The sentiments of horror which now possessed him were more terrible because more spiritual than before. To know no sepulture! The idea was horrible in itself, horrible in its association with an old Hebrew curse more remorseless than the curse of Cain, most horrible of all because to Ralph’s heightened imagination it seemed to be a symbol—a symbol of retribution past and to come.
Yes, it was as he had thought, as he had half thought; God’s hand was on him—on him of all others, and on others only through him. Having once conceived this idea in its grim totality, having once fully received the impress of it from the violence and suddenness of a ghastly occurrence, Ralph seemed to watch with complete self-consciousness the action of the morbid fancy on his mind. He traced it back to the moment when the truth (or what seemed to him the truth) touching the murder of Wilson had been flashed upon him by a look from Simeon Stagg. He traced it yet farther back to that night at Dunbar, when, at the prompting of what he mistook for mercy, he had saved the life of the enemy that was to wreck his own life and the lives of all that were near and dear to him. To his tortured soul guilt seemed everywhere about him, whether his own guilt or the guilt of others, was still the same; and now God had given this dread disaster for a sign that vengeance was His, that retribution had come and would come.
Was it the dream of an overpowered imagination—the nightmare of a distempered fancy? Yet it would not be shaken off. It had bathed the whole world in another light—a lurid light.
Ralph walked fast over the fells, snatching at sprigs of heather, plucking the slim boughs from the bushes, pausing sometimes to look long at a stone, or a river, or a path that last night appeared to be as familiar to him as the palm of his hand, and had suddenly become strange and a mystery.
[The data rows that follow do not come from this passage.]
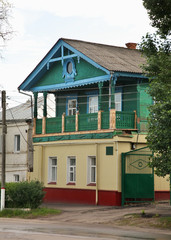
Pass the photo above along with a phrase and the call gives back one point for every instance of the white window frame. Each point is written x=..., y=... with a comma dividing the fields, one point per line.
x=91, y=170
x=17, y=143
x=52, y=169
x=72, y=110
x=118, y=101
x=93, y=108
x=71, y=170
x=16, y=177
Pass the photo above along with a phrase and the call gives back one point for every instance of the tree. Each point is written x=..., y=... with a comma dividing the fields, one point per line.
x=5, y=27
x=159, y=12
x=156, y=48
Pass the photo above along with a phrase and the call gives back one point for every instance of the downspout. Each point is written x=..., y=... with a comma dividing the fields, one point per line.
x=29, y=145
x=96, y=174
x=31, y=99
x=111, y=76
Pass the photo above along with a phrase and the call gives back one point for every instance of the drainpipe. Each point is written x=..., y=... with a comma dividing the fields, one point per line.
x=96, y=174
x=31, y=99
x=111, y=76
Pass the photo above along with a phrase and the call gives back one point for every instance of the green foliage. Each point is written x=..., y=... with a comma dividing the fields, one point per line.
x=159, y=13
x=24, y=194
x=34, y=213
x=157, y=49
x=158, y=69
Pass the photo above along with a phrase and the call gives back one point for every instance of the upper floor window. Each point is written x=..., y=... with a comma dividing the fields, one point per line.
x=118, y=101
x=17, y=143
x=72, y=106
x=69, y=70
x=93, y=104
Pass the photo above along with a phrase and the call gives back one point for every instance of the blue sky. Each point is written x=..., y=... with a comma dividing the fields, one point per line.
x=39, y=24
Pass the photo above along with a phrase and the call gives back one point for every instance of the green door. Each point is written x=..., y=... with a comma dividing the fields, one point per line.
x=137, y=176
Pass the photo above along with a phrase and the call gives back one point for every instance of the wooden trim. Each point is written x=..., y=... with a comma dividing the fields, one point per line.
x=44, y=125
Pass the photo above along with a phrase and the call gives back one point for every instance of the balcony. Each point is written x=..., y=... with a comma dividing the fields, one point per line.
x=101, y=121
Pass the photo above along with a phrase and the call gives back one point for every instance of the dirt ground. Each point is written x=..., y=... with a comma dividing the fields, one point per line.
x=146, y=216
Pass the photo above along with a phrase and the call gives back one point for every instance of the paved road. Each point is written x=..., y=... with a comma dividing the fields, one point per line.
x=18, y=229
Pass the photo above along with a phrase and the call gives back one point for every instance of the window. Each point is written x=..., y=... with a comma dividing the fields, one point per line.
x=71, y=170
x=91, y=170
x=118, y=101
x=69, y=67
x=109, y=150
x=72, y=107
x=17, y=143
x=93, y=104
x=16, y=178
x=52, y=176
x=69, y=70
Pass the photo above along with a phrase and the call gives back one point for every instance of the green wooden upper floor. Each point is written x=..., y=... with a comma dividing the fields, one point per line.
x=95, y=87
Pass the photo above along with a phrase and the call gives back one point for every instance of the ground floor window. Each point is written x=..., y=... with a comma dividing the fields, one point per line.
x=16, y=178
x=52, y=170
x=71, y=170
x=91, y=170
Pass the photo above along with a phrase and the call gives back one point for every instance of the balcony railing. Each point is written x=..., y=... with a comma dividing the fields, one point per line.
x=86, y=122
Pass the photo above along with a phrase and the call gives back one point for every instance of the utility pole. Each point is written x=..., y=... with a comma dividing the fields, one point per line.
x=4, y=131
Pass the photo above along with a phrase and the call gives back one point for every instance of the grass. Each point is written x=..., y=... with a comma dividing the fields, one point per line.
x=33, y=213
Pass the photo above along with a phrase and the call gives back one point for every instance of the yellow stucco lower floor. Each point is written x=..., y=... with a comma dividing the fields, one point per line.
x=86, y=171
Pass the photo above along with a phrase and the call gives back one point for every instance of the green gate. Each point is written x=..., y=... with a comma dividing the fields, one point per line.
x=137, y=176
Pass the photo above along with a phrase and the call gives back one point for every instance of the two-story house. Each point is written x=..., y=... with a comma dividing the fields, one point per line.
x=94, y=150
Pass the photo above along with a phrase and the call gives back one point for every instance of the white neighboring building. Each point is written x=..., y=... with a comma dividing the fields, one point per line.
x=19, y=149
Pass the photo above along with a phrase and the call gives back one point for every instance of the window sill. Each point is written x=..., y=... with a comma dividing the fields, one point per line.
x=52, y=183
x=70, y=183
x=91, y=184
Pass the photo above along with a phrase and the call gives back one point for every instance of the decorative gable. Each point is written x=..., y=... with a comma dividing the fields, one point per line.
x=64, y=67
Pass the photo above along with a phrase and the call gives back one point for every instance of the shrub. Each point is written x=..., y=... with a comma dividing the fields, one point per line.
x=24, y=194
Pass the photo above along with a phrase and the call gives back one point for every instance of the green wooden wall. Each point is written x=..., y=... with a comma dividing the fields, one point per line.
x=54, y=75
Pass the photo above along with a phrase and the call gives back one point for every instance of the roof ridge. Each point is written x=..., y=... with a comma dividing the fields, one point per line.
x=94, y=43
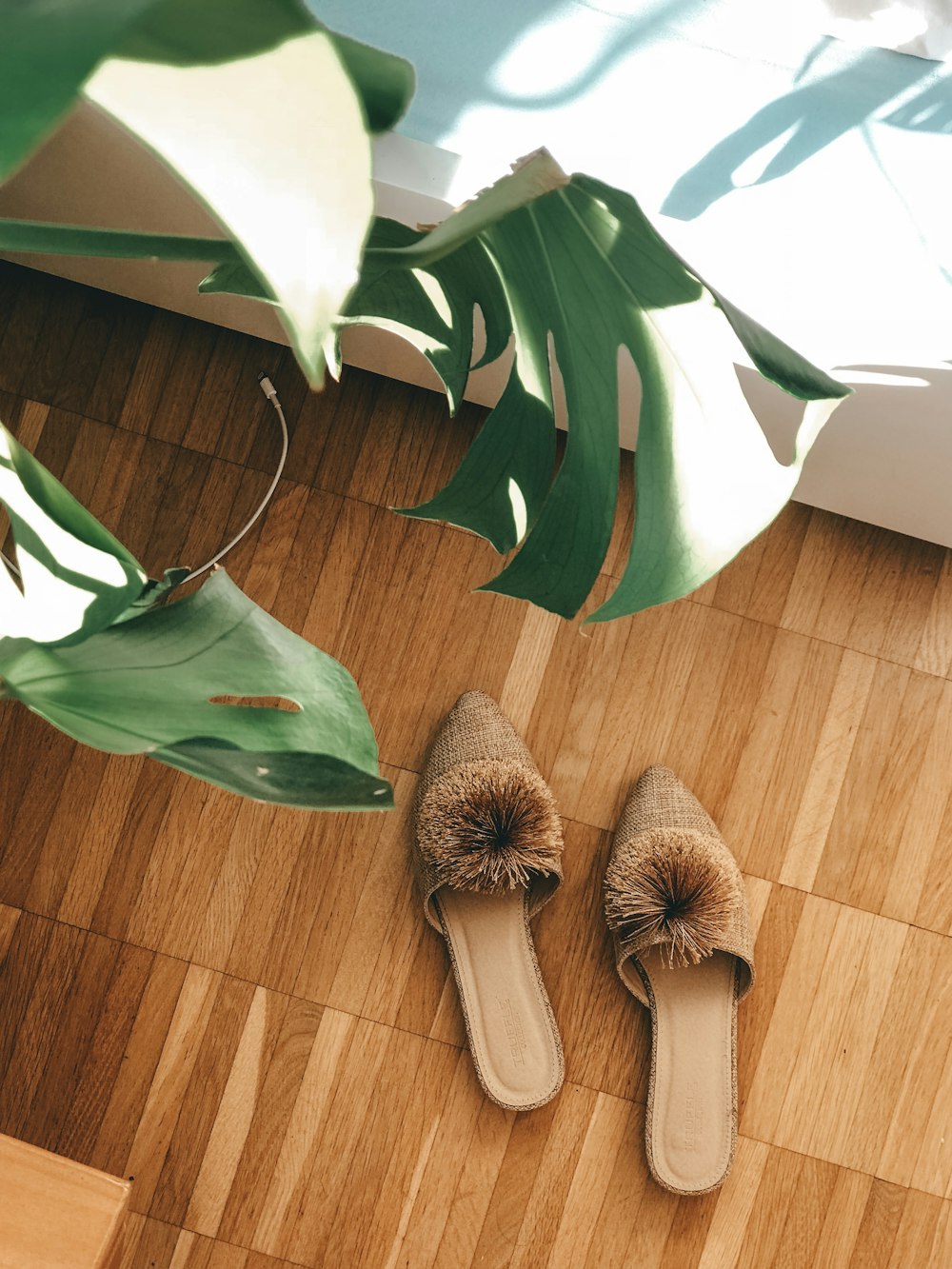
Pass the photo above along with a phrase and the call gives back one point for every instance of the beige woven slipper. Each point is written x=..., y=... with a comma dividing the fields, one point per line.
x=677, y=909
x=487, y=857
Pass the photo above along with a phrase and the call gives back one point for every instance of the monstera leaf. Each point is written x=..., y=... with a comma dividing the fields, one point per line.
x=76, y=578
x=251, y=103
x=197, y=684
x=583, y=269
x=255, y=106
x=46, y=53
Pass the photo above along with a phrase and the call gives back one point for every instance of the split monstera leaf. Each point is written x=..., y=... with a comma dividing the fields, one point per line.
x=87, y=646
x=571, y=269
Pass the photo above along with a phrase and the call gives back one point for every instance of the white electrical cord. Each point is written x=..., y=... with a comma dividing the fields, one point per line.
x=272, y=395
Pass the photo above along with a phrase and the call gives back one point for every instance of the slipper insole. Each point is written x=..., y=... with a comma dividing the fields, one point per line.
x=692, y=1115
x=513, y=1040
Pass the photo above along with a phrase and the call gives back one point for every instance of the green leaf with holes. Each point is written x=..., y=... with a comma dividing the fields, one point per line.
x=582, y=270
x=89, y=644
x=75, y=578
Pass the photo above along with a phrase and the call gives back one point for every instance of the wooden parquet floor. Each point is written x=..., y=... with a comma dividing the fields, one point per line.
x=243, y=1009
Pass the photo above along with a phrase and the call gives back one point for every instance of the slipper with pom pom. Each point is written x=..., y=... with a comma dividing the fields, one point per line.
x=677, y=910
x=487, y=853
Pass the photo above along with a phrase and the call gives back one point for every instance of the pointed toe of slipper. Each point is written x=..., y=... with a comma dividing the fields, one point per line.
x=487, y=853
x=677, y=910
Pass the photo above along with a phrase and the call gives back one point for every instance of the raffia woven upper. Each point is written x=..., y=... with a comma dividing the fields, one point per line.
x=663, y=822
x=479, y=751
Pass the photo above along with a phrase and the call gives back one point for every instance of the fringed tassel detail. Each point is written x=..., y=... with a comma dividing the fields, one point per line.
x=490, y=826
x=669, y=888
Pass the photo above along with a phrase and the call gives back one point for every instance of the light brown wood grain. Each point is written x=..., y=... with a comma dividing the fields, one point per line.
x=243, y=1008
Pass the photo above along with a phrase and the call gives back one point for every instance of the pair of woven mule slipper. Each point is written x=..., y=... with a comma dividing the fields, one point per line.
x=487, y=854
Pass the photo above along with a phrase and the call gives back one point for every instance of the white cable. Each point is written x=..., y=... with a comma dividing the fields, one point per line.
x=272, y=395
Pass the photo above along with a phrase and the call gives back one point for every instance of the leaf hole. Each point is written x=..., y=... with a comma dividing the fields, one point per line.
x=258, y=702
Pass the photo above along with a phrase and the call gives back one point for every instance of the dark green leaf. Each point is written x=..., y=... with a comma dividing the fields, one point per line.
x=76, y=578
x=145, y=685
x=583, y=268
x=117, y=244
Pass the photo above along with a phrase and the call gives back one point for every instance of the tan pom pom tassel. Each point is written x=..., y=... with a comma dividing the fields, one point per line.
x=666, y=888
x=489, y=826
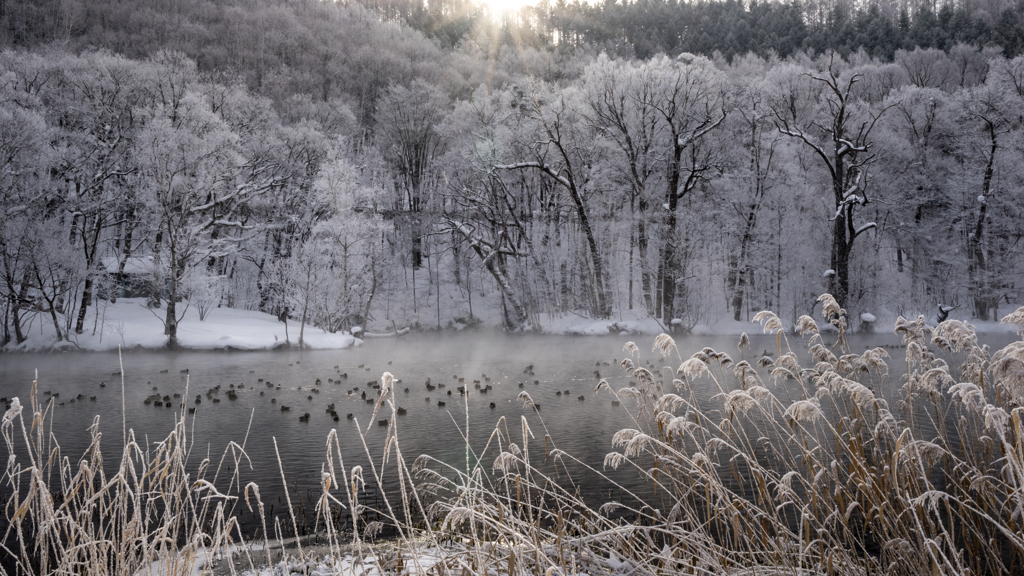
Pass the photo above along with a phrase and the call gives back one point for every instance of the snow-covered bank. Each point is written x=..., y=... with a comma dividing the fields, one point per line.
x=129, y=324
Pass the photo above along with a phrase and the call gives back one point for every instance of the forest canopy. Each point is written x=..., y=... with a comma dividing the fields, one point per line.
x=671, y=160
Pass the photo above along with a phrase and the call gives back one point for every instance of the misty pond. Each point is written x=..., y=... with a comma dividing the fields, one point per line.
x=562, y=379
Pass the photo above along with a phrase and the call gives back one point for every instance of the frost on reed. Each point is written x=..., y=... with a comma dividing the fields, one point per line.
x=791, y=469
x=818, y=467
x=65, y=517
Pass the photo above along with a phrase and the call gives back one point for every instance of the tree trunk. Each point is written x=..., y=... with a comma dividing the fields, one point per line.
x=979, y=269
x=90, y=257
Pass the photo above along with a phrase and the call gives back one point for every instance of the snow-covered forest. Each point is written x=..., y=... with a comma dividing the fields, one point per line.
x=316, y=160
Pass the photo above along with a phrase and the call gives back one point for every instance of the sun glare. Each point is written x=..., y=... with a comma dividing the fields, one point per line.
x=499, y=7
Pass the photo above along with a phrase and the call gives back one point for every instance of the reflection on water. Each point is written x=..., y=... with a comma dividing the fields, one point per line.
x=563, y=369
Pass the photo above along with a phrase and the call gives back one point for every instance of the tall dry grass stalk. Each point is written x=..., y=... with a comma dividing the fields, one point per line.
x=790, y=468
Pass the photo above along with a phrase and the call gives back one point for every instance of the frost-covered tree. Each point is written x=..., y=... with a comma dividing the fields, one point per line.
x=837, y=128
x=689, y=98
x=621, y=98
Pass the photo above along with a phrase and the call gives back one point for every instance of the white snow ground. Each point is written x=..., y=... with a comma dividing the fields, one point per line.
x=129, y=324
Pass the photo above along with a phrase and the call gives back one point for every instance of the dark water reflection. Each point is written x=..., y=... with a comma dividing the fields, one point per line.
x=583, y=428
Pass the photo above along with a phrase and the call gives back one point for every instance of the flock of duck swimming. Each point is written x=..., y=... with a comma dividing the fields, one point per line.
x=369, y=393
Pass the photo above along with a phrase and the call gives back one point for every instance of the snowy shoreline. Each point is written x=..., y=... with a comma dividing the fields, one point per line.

The shadow of a supernatural presence hung over all.
Throughout that day he walked about the fells, looking for the riderless horse, and calling to it, but neither expecting to see nor to hear it. He saw once and again the people of Wythburn abroad on the errand that kept him abroad, but they never came within hail, and a stifling sense of shame kept him apart, none the less that he knew not wherefore such shame should fall on him, all the same that they knew not that it had fallen.